Zbigniew Baniewski schrieb:
On Thu, Jan 17, 2008 at 11:13:59PM -0500, D. Richard Hipp wrote:

The rules of TCL parsing are that text within {...} gets passed into
its command exactly as written with the outermost {...} removed. [..]
In other words, the $columns was *not* expanded by TCL.  It got
passed down into SQLite.

Yes, I agree. But the following is not quite clear to me:

SQLite sees the $columns and thinks
you are dealing with an application variable.  Just like a "?" or a
":abc" or "@xyz".  Sqlite3_prepare() runs and treats the $columns
token as it would any other SQL variable.

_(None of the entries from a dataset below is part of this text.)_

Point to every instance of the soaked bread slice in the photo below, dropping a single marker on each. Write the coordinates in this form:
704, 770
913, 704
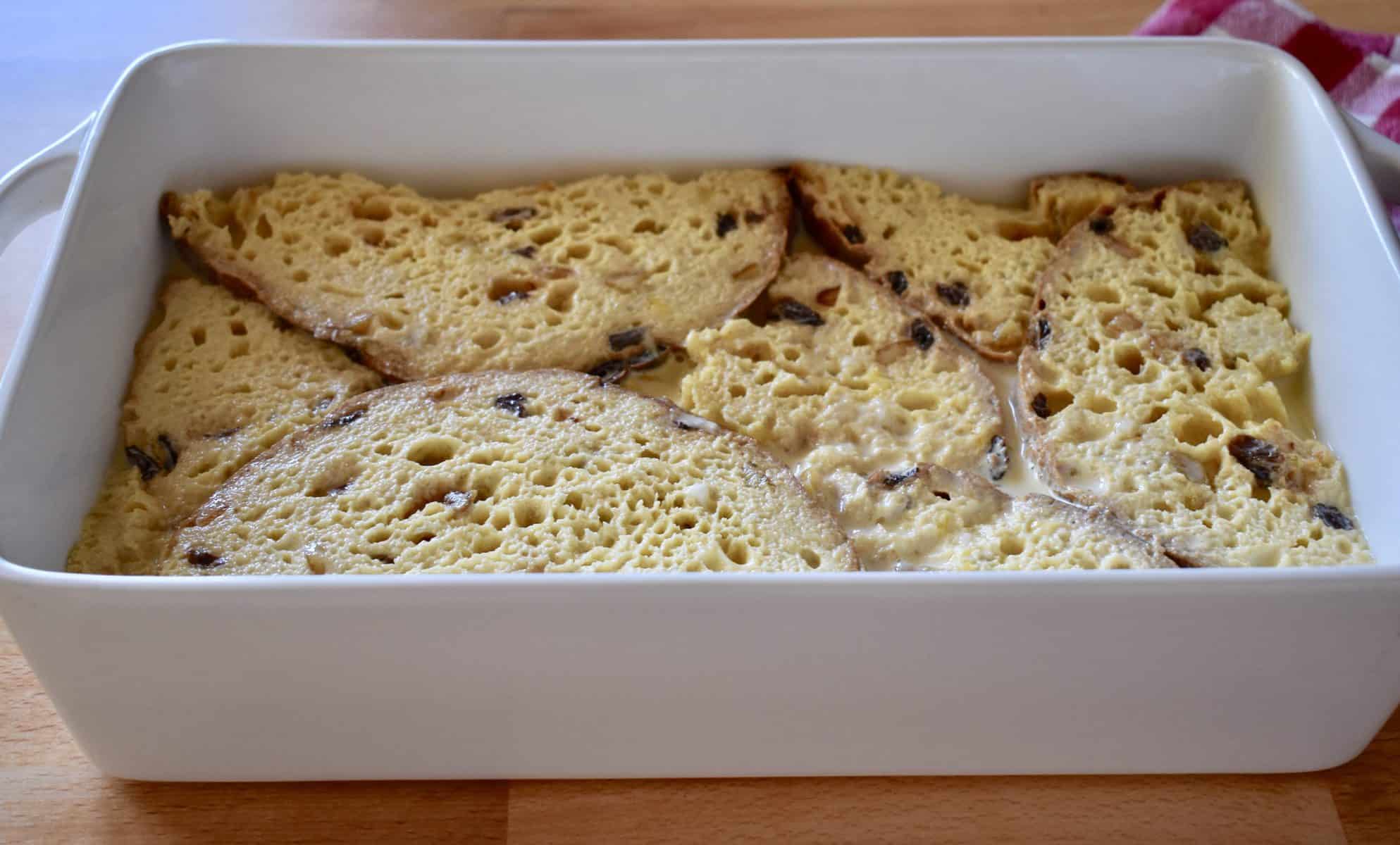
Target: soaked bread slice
216, 381
929, 518
970, 266
1147, 387
843, 381
587, 275
125, 530
504, 472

So, TCL sees a variable "columns", whose contents ($columns) - is "column1, column2, column3".

SQLite sees statement { SELECT $columns FROM some_table }, where $columns is
just "a token", which _can be_ an application variable, if TCL confirms
this.

Not really true.
If the part is wrapped in {} then for Tcl the $column is just an ordinary string with no other meaning than foobar, and NO substitution takes place before the string is passed to SQLite. SQLite then interprets the string again, like some Tcl commands do themselfes and defines the semantics for its argument as:

$name is an application variable if it appears in a place where an application variable is valid.

This is then prepared as a statement and then values are bound by asking the surrounding Tcl stackframe for the values of the Variables used.

Your usage fails, because the select list is no valid place to use application variables, so SQLite does expand it there.